Car cela demande des efforts, du temps, de la patience, de la volonté, de l’éducation, et de la cohérence. Entre les textes et les mœurs il n’y a jamais eu de grand écart. Un paysan d’il y a quelques siècles comprenait ce qu’il avait à faire, et entre ce qu’il y avait à faire et ce qu’il faisait, s’il faisait mal, n’était qu’une affaire volonté. Entre un homme d’aujourd’hui qui veut être bon et se conformer scrupuleusement à la loi, et ce qu’il fait, s’est ajouté un paramètre de plus : l’auto-surveillance, l’auto-éducation, le discernement individuel entre le bien et le mal. Il ne s’agit plus de savoir que sa femme a le droit de voter. Il s’agit, quand la marmite déborde, de se lever avant qu’elle ne le fasse, et cela demande beaucoup, beaucoup, beaucoup plus de temps et d’éducation pour le faire. Ne le font-ils pas, ils encourent des reproches à longueur de journée, que, pris dans le travail, avec un soupçon en moins de culture, les mœurs barbares, l’Europe, Poutine, et le Groenland, ils ne comprennent pas.

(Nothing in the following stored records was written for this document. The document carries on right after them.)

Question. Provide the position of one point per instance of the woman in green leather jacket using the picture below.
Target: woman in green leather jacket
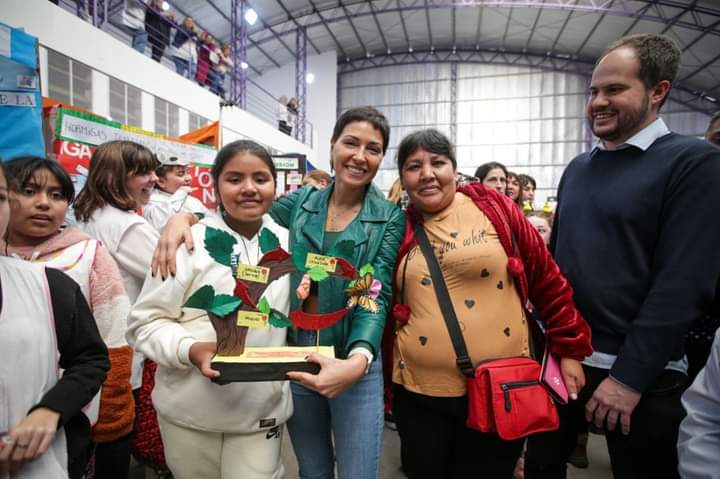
(339, 412)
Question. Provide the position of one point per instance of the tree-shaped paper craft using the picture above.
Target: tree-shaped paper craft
(232, 315)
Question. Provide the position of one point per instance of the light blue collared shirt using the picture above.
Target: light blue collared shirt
(643, 139)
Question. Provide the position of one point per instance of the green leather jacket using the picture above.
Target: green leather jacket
(377, 232)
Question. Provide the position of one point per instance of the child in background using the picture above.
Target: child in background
(120, 180)
(542, 224)
(317, 178)
(46, 325)
(171, 194)
(40, 192)
(213, 431)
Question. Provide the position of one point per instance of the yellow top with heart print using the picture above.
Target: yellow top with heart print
(488, 307)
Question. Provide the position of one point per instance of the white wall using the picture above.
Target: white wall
(321, 98)
(67, 34)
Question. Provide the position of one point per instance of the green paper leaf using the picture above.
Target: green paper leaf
(343, 249)
(219, 245)
(268, 241)
(201, 299)
(366, 269)
(279, 320)
(224, 304)
(264, 306)
(317, 274)
(299, 255)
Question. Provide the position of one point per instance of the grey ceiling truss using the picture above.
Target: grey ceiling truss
(693, 100)
(327, 27)
(294, 20)
(377, 24)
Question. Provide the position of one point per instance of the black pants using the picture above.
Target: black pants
(112, 459)
(435, 443)
(649, 451)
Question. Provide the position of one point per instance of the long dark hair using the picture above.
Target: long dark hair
(20, 172)
(229, 151)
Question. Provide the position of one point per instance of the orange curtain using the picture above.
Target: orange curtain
(207, 135)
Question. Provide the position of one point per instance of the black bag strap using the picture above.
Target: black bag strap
(463, 360)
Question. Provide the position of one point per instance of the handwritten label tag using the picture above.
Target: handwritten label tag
(327, 263)
(252, 319)
(257, 274)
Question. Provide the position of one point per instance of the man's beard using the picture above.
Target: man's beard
(627, 122)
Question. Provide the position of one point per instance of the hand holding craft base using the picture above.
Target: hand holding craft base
(267, 364)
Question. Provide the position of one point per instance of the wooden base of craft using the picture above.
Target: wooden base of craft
(267, 364)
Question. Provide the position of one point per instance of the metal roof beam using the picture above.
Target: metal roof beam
(700, 68)
(348, 17)
(532, 30)
(402, 22)
(582, 6)
(640, 12)
(687, 97)
(672, 21)
(427, 19)
(507, 27)
(324, 23)
(294, 20)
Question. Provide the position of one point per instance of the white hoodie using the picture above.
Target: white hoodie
(164, 331)
(163, 205)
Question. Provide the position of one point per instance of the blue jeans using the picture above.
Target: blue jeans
(139, 39)
(354, 419)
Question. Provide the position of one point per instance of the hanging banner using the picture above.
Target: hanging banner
(93, 130)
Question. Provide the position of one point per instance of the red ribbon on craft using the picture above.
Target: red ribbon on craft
(241, 291)
(301, 319)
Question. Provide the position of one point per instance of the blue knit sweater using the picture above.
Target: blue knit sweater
(636, 233)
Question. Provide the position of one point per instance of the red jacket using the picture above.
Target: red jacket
(538, 277)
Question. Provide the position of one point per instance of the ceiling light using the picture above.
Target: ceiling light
(251, 16)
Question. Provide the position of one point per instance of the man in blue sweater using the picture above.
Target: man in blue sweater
(636, 234)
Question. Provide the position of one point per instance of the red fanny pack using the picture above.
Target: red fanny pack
(504, 395)
(507, 397)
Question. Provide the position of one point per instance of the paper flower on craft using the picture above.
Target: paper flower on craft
(515, 267)
(232, 315)
(365, 290)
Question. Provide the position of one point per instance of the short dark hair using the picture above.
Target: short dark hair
(658, 55)
(430, 140)
(527, 179)
(163, 170)
(20, 172)
(229, 151)
(363, 113)
(485, 168)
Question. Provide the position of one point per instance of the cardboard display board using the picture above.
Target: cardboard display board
(291, 169)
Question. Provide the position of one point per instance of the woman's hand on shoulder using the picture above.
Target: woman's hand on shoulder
(573, 375)
(335, 376)
(176, 232)
(28, 440)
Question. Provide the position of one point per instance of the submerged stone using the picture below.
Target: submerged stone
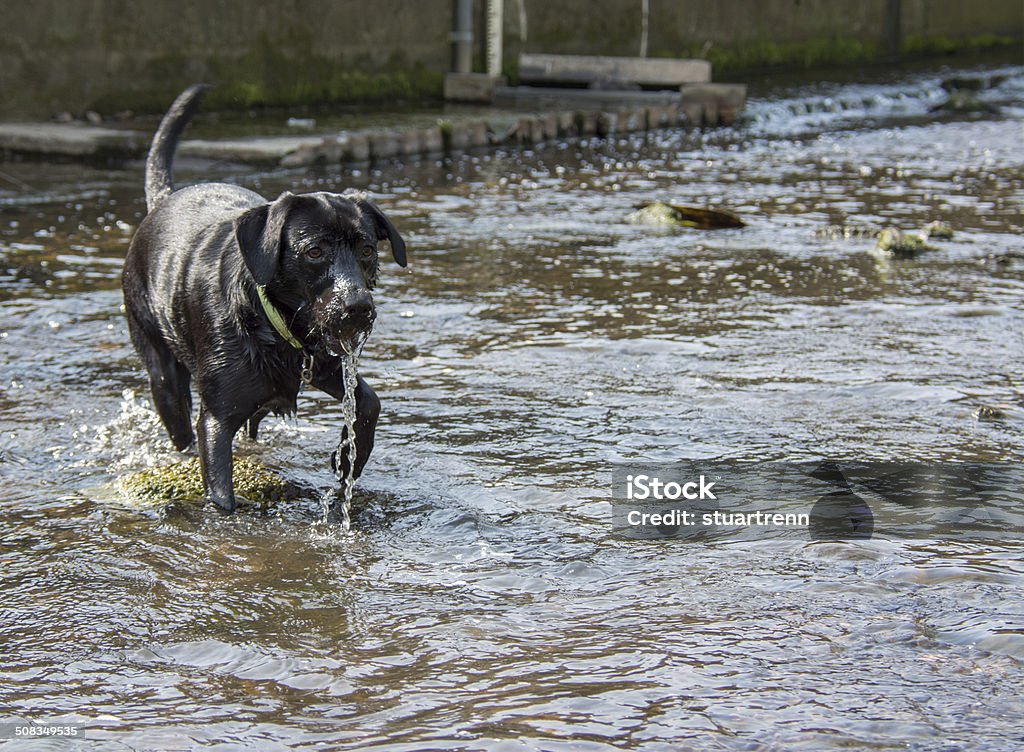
(182, 482)
(942, 231)
(847, 232)
(669, 215)
(894, 243)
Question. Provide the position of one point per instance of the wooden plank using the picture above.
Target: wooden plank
(551, 69)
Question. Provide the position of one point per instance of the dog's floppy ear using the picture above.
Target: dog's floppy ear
(385, 230)
(258, 233)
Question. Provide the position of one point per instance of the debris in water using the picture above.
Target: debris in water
(993, 412)
(669, 215)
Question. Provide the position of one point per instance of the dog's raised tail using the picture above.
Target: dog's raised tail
(159, 181)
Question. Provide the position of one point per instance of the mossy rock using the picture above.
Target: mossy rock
(660, 214)
(182, 482)
(847, 232)
(900, 245)
(936, 228)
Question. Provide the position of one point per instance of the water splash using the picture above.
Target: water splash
(346, 444)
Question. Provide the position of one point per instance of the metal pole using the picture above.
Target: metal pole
(462, 37)
(496, 14)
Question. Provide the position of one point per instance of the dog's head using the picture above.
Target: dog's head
(316, 255)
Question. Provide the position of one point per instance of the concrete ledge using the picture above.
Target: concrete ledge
(702, 105)
(553, 69)
(72, 139)
(475, 88)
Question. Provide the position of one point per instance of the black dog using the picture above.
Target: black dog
(250, 298)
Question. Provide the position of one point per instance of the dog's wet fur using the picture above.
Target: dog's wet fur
(190, 281)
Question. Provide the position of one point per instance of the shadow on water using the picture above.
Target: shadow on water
(536, 339)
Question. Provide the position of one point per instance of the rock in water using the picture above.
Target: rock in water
(660, 214)
(895, 244)
(183, 482)
(942, 231)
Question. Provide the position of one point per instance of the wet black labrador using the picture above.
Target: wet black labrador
(248, 297)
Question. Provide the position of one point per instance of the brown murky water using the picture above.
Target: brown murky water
(481, 600)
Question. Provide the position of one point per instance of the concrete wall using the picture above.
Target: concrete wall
(73, 55)
(748, 34)
(112, 54)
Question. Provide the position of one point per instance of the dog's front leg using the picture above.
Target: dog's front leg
(215, 436)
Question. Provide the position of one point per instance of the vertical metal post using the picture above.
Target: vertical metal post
(644, 13)
(496, 13)
(462, 37)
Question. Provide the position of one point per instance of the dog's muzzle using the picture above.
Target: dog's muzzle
(341, 319)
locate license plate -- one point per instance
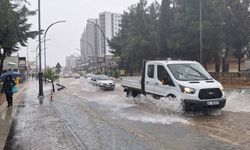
(213, 103)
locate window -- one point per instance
(151, 71)
(163, 76)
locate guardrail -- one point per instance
(232, 78)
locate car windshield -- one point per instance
(189, 72)
(101, 77)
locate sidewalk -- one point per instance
(35, 124)
(7, 114)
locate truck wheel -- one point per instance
(171, 96)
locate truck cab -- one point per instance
(185, 80)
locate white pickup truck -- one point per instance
(184, 80)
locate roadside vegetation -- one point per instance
(14, 27)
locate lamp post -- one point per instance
(104, 38)
(40, 74)
(201, 35)
(45, 34)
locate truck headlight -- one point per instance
(187, 90)
(221, 88)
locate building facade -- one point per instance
(90, 40)
(110, 24)
(71, 62)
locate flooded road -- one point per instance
(162, 123)
(85, 117)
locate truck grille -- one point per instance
(210, 93)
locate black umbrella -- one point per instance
(13, 74)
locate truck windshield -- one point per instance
(189, 72)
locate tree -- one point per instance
(240, 27)
(52, 76)
(14, 29)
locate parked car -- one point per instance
(89, 76)
(103, 81)
(185, 80)
(77, 76)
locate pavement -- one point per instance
(84, 117)
(33, 124)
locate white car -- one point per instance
(184, 80)
(103, 81)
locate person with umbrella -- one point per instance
(7, 89)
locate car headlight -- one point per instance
(221, 88)
(187, 90)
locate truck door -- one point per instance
(164, 84)
(150, 78)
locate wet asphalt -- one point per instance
(85, 117)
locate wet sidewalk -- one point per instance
(34, 124)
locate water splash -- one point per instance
(238, 100)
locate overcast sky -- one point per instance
(65, 37)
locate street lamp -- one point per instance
(104, 37)
(40, 74)
(45, 41)
(201, 36)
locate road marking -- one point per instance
(223, 139)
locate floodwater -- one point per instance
(228, 128)
(85, 117)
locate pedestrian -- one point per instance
(7, 89)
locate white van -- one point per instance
(185, 80)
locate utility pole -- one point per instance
(201, 33)
(40, 74)
(27, 62)
(44, 38)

On voit où je veux en venir. L’écart d’aujourd’hui est entre les hommes et les femmes, les hétéros et les homos, les tannés et les moins tannés. Mais il y a un autre écart, qui me fait bien peur, parce qu’il nous condamne à moins nous comprendre : celui entre les éduqués et les moins éduqués. Un ouvrier, hier, et son cousin ingénieur se retrouvaient à table pour Pâques. Différences de salaires, différences de menus, différences de sujets de conversations, différences de vacances. Mais ils restaient à table à la fin du repas, prenaient un calvados, faisaient deux ou trois blagues de mauvais goût, et les femmes débarrassaient. Aujourd’hui la différence est entrée dans les mœurs, et on ne se ressemble plus, jusque dans les moindres petites choses. Et, plus l’histoire sociale de notre pays avance, plus cet écart se creuse. La loi, et ceux qui la comprennent, nous engagent à être bons, et il est devenu très difficile d’être bon. Et la loi, et ceux qui la comprennent, passent leur temps à expliquer à ceux qui ne la comprennent pas qu’ils font mal. Comment réagissent-ils, dernièrement ? Ils se réfugient et se répartissent entre ces deux vieilles tutelles, qui donnent un mode d’emploi simple et immédiat à tous ceux qui sont fatigués de s’entendre dire qu’ils font mal, et leur prodiguent, d’un coup, des solutions faciles pour être bon : l’extrême-droite identitaire et réactionnaire, d’un côté, le communautarisme religieux, de l’autre.
On me dira que je radote mais voici ce que je pense : nous aurions dû, vraiment, et vraiment plus que nous n’avons fait, mettre le paquet sur l’éducation.